Fort Lauderdale, FL— Attorneys Thursday debated whether defective design or pilot error caused a 2014 plane crash that seriously injured a Georgia couple, as trial opened against the plane’s manufacturer. McCaleb v. Daher-Socata, CACE15014561.
“The defendants had more than two years to solve this problem, and I’d like you to know that Blaine McCaleb, as the pilot of this airplane, had less than five-and-a-half minutes to solve the problem,” Katzman, Lampert & Stoll’s David Katzman told jurors Thursday of the Fayetteville, Georgia crash that injured McCaleb and his wife, Cynthia McCaleb.
The McCalebs’ Socata TBM 700/850 turboprop plane crashed after fuel became unported, or sloshed away from the fuel line during a sideslip while the plane was on autopilot, a maneuver that tilts the craft.
Cynthia McCaleb, an internal medicine physician, suffered a traumatic brain injury and multiple fractures, among other injuries. Her husband, Blaine McCaleb injured his neck and back in the crash.
The McCalebs contend Daher-Socata and Socata North America, the plane’s manufacturer and North American distributor, are at fault for designing the plane to use a pumpless, gravity-fed fuel system that would allow fuel to unport in sideslips, and for failing to properly warn owners following a similar wreck more than two years before the McCalebs’ crash.
“Having an airplane this fast, this powerful… you put in a fuel pump to pressurize the fuel system,” Katzman said, adding that evidence would also show defects in the plane’s safety restraints turned the McCalebs into “missiles” in the cockpit when the plane crashed.
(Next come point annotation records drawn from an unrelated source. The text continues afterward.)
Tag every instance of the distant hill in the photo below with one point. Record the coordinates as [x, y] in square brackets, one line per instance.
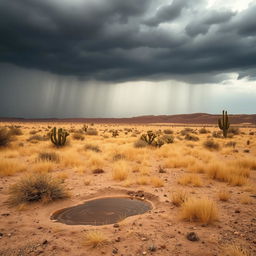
[197, 118]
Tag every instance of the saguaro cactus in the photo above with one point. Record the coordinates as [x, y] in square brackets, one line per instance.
[224, 123]
[58, 138]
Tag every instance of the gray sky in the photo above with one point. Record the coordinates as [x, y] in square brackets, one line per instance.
[98, 58]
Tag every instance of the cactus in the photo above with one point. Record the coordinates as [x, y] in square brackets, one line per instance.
[58, 138]
[85, 128]
[224, 123]
[149, 137]
[115, 133]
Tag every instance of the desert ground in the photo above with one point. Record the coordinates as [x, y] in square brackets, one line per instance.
[200, 185]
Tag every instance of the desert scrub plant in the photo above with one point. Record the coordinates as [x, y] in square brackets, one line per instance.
[203, 130]
[216, 134]
[140, 144]
[15, 131]
[36, 188]
[179, 197]
[211, 145]
[5, 137]
[224, 195]
[191, 137]
[36, 138]
[10, 167]
[120, 172]
[49, 156]
[168, 139]
[234, 250]
[190, 179]
[58, 138]
[94, 238]
[92, 131]
[203, 210]
[156, 182]
[91, 147]
[224, 123]
[149, 137]
[186, 131]
[168, 131]
[78, 136]
[246, 199]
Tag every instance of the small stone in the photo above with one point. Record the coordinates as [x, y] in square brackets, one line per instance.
[118, 239]
[152, 248]
[192, 236]
[5, 214]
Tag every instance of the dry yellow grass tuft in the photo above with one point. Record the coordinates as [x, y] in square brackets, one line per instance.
[190, 179]
[94, 238]
[234, 250]
[120, 171]
[202, 210]
[224, 195]
[43, 167]
[10, 167]
[245, 199]
[157, 182]
[179, 197]
[143, 180]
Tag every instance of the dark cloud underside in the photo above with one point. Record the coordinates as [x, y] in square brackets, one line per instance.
[127, 40]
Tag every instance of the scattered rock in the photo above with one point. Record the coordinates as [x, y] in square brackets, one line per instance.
[192, 236]
[115, 251]
[45, 242]
[5, 214]
[152, 248]
[118, 239]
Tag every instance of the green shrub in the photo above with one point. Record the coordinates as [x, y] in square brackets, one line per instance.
[168, 131]
[140, 144]
[203, 130]
[49, 156]
[210, 144]
[92, 131]
[191, 137]
[92, 148]
[78, 136]
[5, 137]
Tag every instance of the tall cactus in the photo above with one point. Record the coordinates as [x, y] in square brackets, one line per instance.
[58, 138]
[224, 123]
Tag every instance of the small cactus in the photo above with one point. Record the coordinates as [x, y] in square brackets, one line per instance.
[224, 123]
[85, 128]
[58, 138]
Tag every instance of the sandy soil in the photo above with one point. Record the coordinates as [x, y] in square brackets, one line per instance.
[28, 230]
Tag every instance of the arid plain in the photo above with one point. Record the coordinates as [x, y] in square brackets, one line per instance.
[201, 186]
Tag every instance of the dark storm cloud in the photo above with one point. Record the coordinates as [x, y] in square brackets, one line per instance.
[167, 12]
[126, 40]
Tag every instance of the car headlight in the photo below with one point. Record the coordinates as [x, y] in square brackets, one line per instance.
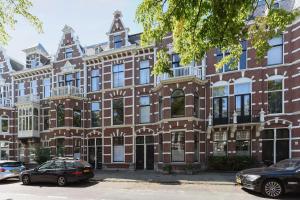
[252, 177]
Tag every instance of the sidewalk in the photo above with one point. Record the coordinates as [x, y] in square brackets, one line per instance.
[215, 178]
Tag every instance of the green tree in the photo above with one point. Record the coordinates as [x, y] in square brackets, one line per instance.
[10, 10]
[42, 154]
[200, 25]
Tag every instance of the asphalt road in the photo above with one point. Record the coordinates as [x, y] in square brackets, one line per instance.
[14, 190]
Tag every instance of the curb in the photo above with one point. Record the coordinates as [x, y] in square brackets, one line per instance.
[165, 182]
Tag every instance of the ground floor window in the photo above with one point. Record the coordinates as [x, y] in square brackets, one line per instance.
[4, 150]
[178, 147]
[118, 149]
[275, 145]
[220, 144]
[196, 147]
[161, 150]
[60, 147]
[77, 148]
[242, 146]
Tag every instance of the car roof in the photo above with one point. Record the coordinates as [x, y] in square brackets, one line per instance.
[5, 161]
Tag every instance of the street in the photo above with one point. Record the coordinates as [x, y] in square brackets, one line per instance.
[14, 190]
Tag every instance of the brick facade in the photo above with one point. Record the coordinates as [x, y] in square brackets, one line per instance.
[81, 78]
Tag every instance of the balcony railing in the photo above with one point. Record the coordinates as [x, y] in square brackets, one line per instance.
[197, 71]
[5, 102]
[234, 118]
[28, 134]
[28, 99]
[67, 91]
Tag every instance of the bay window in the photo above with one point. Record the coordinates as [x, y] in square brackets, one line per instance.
[178, 147]
[275, 53]
[4, 124]
[21, 88]
[117, 41]
[220, 144]
[144, 109]
[275, 96]
[76, 117]
[118, 149]
[47, 87]
[118, 111]
[242, 92]
[220, 104]
[242, 147]
[60, 115]
[33, 88]
[178, 103]
[95, 114]
[144, 72]
[118, 75]
[95, 80]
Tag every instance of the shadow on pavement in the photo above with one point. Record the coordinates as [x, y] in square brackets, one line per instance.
[9, 181]
[69, 185]
[156, 177]
[287, 196]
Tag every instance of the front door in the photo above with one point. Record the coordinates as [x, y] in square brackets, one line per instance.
[150, 157]
[144, 152]
[139, 157]
[275, 145]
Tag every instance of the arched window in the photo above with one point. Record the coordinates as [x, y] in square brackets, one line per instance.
[4, 124]
[220, 91]
[196, 105]
[242, 95]
[177, 103]
[76, 117]
[60, 115]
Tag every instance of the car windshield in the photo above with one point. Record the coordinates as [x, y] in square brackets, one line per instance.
[288, 164]
[10, 164]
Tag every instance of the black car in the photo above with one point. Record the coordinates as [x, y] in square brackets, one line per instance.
[60, 171]
[274, 180]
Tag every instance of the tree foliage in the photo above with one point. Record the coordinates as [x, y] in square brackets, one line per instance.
[10, 10]
[198, 26]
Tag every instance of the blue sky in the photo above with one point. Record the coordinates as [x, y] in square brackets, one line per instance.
[90, 19]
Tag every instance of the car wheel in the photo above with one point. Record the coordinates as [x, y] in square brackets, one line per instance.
[61, 181]
[26, 179]
[273, 188]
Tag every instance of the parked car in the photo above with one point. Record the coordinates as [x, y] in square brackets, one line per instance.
[10, 169]
[60, 171]
[272, 181]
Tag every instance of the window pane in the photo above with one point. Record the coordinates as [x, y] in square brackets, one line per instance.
[275, 55]
[275, 85]
[242, 88]
[145, 114]
[177, 103]
[220, 91]
[275, 102]
[178, 147]
[118, 111]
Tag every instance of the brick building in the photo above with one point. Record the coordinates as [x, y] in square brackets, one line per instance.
[101, 103]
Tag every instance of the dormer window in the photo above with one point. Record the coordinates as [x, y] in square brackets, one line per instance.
[68, 53]
[34, 63]
[117, 41]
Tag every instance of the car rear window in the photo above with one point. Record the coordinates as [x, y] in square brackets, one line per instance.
[10, 164]
[77, 164]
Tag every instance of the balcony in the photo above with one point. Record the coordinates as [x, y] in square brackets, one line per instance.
[28, 134]
[5, 102]
[67, 91]
[234, 118]
[192, 71]
[28, 99]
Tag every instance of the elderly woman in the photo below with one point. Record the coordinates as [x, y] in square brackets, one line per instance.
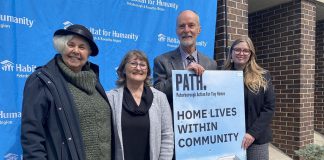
[66, 113]
[142, 116]
[259, 98]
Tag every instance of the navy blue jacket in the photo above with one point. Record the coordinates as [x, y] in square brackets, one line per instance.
[259, 110]
[50, 127]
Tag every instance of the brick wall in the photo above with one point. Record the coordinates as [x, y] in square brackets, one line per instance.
[319, 79]
[284, 37]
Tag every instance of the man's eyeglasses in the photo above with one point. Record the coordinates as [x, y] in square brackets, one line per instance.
[134, 64]
[239, 50]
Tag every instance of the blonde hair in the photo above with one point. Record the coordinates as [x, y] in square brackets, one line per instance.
[253, 73]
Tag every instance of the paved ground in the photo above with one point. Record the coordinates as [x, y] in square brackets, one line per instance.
[276, 154]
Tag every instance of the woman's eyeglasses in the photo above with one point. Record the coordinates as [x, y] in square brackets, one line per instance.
[135, 64]
[239, 50]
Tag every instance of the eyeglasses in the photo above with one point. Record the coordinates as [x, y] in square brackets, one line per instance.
[134, 64]
[239, 50]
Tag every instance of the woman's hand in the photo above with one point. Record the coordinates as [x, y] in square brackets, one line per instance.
[247, 141]
[197, 68]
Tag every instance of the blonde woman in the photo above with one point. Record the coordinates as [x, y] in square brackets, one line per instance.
[258, 95]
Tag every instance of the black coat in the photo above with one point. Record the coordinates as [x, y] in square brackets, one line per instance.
[50, 127]
[259, 110]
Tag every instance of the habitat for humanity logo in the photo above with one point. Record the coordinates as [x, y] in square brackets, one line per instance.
[6, 118]
[102, 34]
[158, 5]
[11, 156]
[174, 42]
[22, 71]
[18, 20]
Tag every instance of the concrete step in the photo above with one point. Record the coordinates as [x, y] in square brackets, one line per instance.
[276, 154]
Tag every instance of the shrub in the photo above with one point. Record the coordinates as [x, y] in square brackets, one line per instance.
[311, 152]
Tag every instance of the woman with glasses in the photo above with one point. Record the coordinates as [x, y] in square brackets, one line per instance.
[258, 95]
[141, 114]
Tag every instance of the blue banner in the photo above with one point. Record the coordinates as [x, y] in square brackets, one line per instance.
[208, 113]
[27, 28]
However, the defense contends pilot error, rather than issues with the plane’s design, caused the wreck. “It was a crash as a result of, and I don’t want to be mean, imprudent, unwise, incautious choices made by Blaine McCaleb,” Nixon Peabody’s Joseph Ortego told jurors Thursday. “He crashed a perfectly good aircraft. There was nothing ever wrong with that aircraft.”
Ortego told jurors McCaleb committed several errors that contributed to the crash, including allowing the aircraft to fly “crooked” for more than five minutes, contributing to the unporting. Moreover, Ortego said McCaleb failed to activate a safety switch before flight that would have prevented the fuel from unporting in the first place. “Flip the switch,” Ortego said. “None of us would be here today, if Mr. McCaleb had flipped the switch.”
Trial in the case is expected to last three weeks.
Email Arlin Crisco at firstname.lastname@example.org.
The McCalebs are represented by Katzman Lampert & Stoll’s David Katzman, Bradley Stoll, and Bruce Lampert.
Daher-Socata and Socata North America are represented by Nixon Peabody’s Brian Dalrymple, Joseph Ortego, and Erik Goergen and by Akerman LLP’s Michael Marsh and Donnie King.